Lucha libre wrestling is an important part of Mexican culture, and the lucha history can be traced to the early 1900s. The masks that luchadors — lucha libre wrestlers — wear play an important role in wrestling storylines. The mask is considered part of the wrestler’s persona, and losing a mask can send a wrestler into obscurity. At Maskaras — which translates to "mask" — the decor is so intense that the restaurant could almost be mistaken for a lucha libre museum. With the bright red tables and chairs and blue walls, the room resembles a wrestling ring. The entire restaurant serves as an homage to the Mexican wrestling tradition. There are dozens of signed luchador masks along the walls, life-size mannequins wearing wrestling garb and other memorabilia like toys, candles and artwork. It’s an impressive collection. It’s just a small part of his personal collection, Jimenez says, one that he started building when he was a child in Mexico.

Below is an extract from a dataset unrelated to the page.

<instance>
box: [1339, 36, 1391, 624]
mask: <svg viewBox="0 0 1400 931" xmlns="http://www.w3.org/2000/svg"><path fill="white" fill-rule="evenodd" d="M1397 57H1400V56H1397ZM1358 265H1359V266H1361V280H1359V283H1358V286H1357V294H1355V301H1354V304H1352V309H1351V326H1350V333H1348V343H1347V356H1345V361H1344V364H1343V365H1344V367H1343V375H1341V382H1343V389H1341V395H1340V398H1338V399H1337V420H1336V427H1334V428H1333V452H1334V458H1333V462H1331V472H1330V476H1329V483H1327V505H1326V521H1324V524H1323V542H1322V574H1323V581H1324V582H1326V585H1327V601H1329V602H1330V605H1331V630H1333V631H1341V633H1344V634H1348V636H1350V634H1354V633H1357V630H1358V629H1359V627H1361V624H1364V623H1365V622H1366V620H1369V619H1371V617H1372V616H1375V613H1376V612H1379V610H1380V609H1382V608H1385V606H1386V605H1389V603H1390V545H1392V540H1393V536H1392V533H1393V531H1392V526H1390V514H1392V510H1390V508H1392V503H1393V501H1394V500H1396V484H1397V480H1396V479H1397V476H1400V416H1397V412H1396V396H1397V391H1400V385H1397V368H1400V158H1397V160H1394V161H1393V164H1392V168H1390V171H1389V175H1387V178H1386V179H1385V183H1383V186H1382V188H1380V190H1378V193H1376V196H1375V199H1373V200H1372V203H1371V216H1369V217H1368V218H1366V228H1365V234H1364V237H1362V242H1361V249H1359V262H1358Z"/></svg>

“My love for wrestling began when my brother took me to a wrestling event at Arena Coliseo in Guadalajara, Mexico,” he says. “At the end of the event, we met luchador Septiembre Negro and asked if we could buy his mask for 10 pesos. He said yes, and that is how my mask collection started.”
It’s been a year since Jimenez and his wife Vanessa moved to Dallas from Florida. In Miami, Jimenez owned a restaurant with his brother but had to sell when it began to conflict with his television career. On top of being a restaurateur and avid lucha libre memorabilia collector, Jimenez also hosted a talk show on Univision and also appeared in several telenovelas.
After several decades in front of the camera, Jimenez decided to move his family to Dallas and focus on his restaurant full-time. After some research, Jiminez decided Dallas — and its taco-loving restaurant economy — would be the perfect city for Maskaras Mexican Grill.
Maskaras’ menu is full of Mexican soul food with 12 different taco plates in addition to tortas, quesadillas and a gigantic 15-inch burrito. The tacos de cerdo en adobo is a traditional street taco made with pork marinated in adobo sauce, cilantro and onions on a corn tortilla. The pork is incredibly tender and the adobo sauce gives it the right amount of kick.
The signature item is taco Maskaras, made with a family recipe Jimenez created with his brother in Florida. Made with steak, pico de gallo, guacamole and cheese in a crisp corn tortilla, it’s easy to tell that the pico and guac are made fresh in-house. Tacos can teeter on the edge between ho-hum and yum, but this lively house specialty has everything you could ask for in a taco. It’s balanced and exciting — everything a taco should be. And with vibrant decor and an interesting backstory, Maskaras is a curious addition to DFW’s growing taco arsenal.
Maskaras Mexican Grill, 2423 W. Kiest Blvd.